Here are the symptoms over time for the entire study cohort. You may notice a general decrease in moderate symptoms (yellow) in favor of mild symptoms (green).



Thomas S et al. JAMA Netw Open. 2021; 4: e210369. doi: 10.1001 / jamanetworkopen.2021.0369

But when you stratify after treatment, the time to reduce symptoms by 50% was practically the same in general: about 5.5 to 6.5 days, depending.



Thomas S et al. JAMA Netw Open. 2021; 4: e210369. doi: 10.1001 / jamanetworkopen.2021.0369

No individual symptoms resolved faster with zinc, vitamin C or the combination. Basically, the population looked as we expected: a few days of fever, with persistent cough and fatigue.

The hospitalization rate did not differ significantly, although it was slightly higher in the supplement groups. And, fortunately, there were only three deaths – one in the vitamin C group and two in the combined group.

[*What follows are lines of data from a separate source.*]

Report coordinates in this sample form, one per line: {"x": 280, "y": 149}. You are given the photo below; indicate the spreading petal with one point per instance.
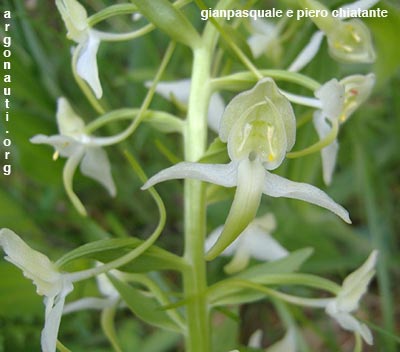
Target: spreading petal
{"x": 348, "y": 322}
{"x": 34, "y": 265}
{"x": 355, "y": 285}
{"x": 351, "y": 41}
{"x": 308, "y": 53}
{"x": 68, "y": 122}
{"x": 353, "y": 288}
{"x": 215, "y": 111}
{"x": 220, "y": 174}
{"x": 86, "y": 65}
{"x": 94, "y": 303}
{"x": 329, "y": 153}
{"x": 277, "y": 186}
{"x": 95, "y": 164}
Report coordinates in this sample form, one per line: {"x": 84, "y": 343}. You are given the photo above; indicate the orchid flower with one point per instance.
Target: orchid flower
{"x": 73, "y": 143}
{"x": 264, "y": 39}
{"x": 286, "y": 344}
{"x": 49, "y": 282}
{"x": 348, "y": 40}
{"x": 259, "y": 127}
{"x": 347, "y": 301}
{"x": 107, "y": 290}
{"x": 76, "y": 20}
{"x": 339, "y": 100}
{"x": 255, "y": 241}
{"x": 180, "y": 91}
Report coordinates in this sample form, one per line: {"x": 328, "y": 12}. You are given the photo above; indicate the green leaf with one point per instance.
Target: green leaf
{"x": 154, "y": 258}
{"x": 144, "y": 306}
{"x": 257, "y": 274}
{"x": 17, "y": 294}
{"x": 285, "y": 265}
{"x": 238, "y": 39}
{"x": 170, "y": 20}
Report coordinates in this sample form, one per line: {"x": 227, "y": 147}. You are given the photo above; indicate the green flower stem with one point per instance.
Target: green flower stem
{"x": 243, "y": 80}
{"x": 197, "y": 338}
{"x": 195, "y": 281}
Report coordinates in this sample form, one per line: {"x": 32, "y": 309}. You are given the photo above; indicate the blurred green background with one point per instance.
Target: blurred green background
{"x": 33, "y": 202}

As for the side effects, there was nothing crazy about it. But obviously, the authors saw more in the treatment groups than in the regular care group, mainly things with GI.

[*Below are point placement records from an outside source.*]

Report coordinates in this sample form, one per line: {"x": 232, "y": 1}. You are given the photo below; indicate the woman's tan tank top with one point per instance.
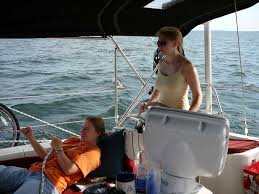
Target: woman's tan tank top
{"x": 173, "y": 90}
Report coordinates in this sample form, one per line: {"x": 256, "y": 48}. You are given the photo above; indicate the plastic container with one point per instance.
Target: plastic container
{"x": 141, "y": 179}
{"x": 251, "y": 178}
{"x": 153, "y": 181}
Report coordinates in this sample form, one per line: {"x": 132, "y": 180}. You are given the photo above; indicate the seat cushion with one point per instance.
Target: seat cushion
{"x": 112, "y": 155}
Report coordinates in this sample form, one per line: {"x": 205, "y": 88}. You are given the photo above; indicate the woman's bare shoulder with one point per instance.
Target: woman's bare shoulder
{"x": 186, "y": 64}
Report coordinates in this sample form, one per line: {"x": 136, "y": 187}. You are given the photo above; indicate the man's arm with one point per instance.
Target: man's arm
{"x": 42, "y": 152}
{"x": 67, "y": 166}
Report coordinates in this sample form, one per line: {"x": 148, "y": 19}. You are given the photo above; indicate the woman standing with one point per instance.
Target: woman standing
{"x": 176, "y": 75}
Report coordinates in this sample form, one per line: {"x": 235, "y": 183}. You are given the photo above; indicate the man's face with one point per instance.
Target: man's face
{"x": 88, "y": 132}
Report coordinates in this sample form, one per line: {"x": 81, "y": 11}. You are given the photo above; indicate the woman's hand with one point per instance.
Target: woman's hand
{"x": 56, "y": 143}
{"x": 27, "y": 131}
{"x": 143, "y": 107}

Now, zinc apologists will no doubt notice the lack of a zinc ionophore (such as chloroquine or pyrithione), which is why this did not work. And again, I remind everyone that biological plausibility is not the end of medical research, but the beginning; it is the minimum bar to pass to ethically carry out a definitive process, not an end in itself. I will be happy to read any imminent randomized hydroxychloroquine-zinc study that occurs.

More generally, I think we just have to accept that a remedy for COVID is quite unlikely to stay in our closets. Many chemicals have activity against pathogens in test tubes, just as a lot of things work in vitro against cancer. But this process reminds us that, most of the time, promising biological agents do not survive the rigors of real-world testing. Keep hope, but bring data.

F. Perry Wilson, MD, MSCE, is an associate professor of medicine and director of Yale’s Clinical and Translational Research Accelerator. His scientific communication work can be found in the Huffington Post, on NPR and here on Medscape. He sends a tweet @fperrywilson and hosts a repository of his communication works at www.methodsman.com.